Chris Gower says his parents had one rule he and his brother were expected to live up to.
"My mom said, 'I don't care what you do. Just love it,' " he recalls. "They absolutely didn't care if I became a doctor, or a construction worker. The job was irrelevant. What mattered was, did I like it."
What Mr. Gower loved most was swinging a hammer.
"I started off framing houses with my brother in high school," he says. "What I've always loved about the industry is that at the end of the day you get to leave a piece of yourself behind in every project you build. There's something special in that."
Mr. Gower graduated from Fanshawe College in London, Ont., in 1992 with a diploma in Construction Engineering Technology (Management).
He joined PCL Constructors three years later, becoming a district manager by the time he was 31.
"That was pretty scary," he says of being sent to cut his managerial teeth in Saskatchewan, where PCL was founded in 1906.
"I just wanted to make sure I didn't go out to Saskatchewan and screw up a perfectly good legacy," Mr.
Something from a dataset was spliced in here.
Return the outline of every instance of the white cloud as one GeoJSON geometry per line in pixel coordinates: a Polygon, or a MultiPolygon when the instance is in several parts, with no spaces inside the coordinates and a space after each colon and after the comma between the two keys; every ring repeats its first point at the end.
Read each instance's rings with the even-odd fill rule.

Gower says. "I was told to just listen and learn."
He did, and, while he no longer gets to spend as much time as he'd like on job sites, Mr. Gower says running a $1.3-billion dollar operation as a regional vice-president has other challenges and rewards.
"I'm currently involved in starting up a new operation in Australia. That is another interesting aspect of the job where I get to learn all about Australia and doing work in the Pacific Rim. So this business never stays the same. It's always different."
Mr. Gower lives with his wife and two children, a 10-year-old son and an eight-year-old daughter, in Oakville, Ont.
And he says he still finds ways to ensure he - and other PCL employees - give a piece of themselves to their community.
"In Toronto, we have over 400 employees. We put them in teams of 30-35 people then go out and we'll build a home for Habitat for Humanity or we'll clean up garbage or help with a fund-raising event. It's all about giving back time and labour and manpower rather than money. We simply facilitate it by giving them a day off."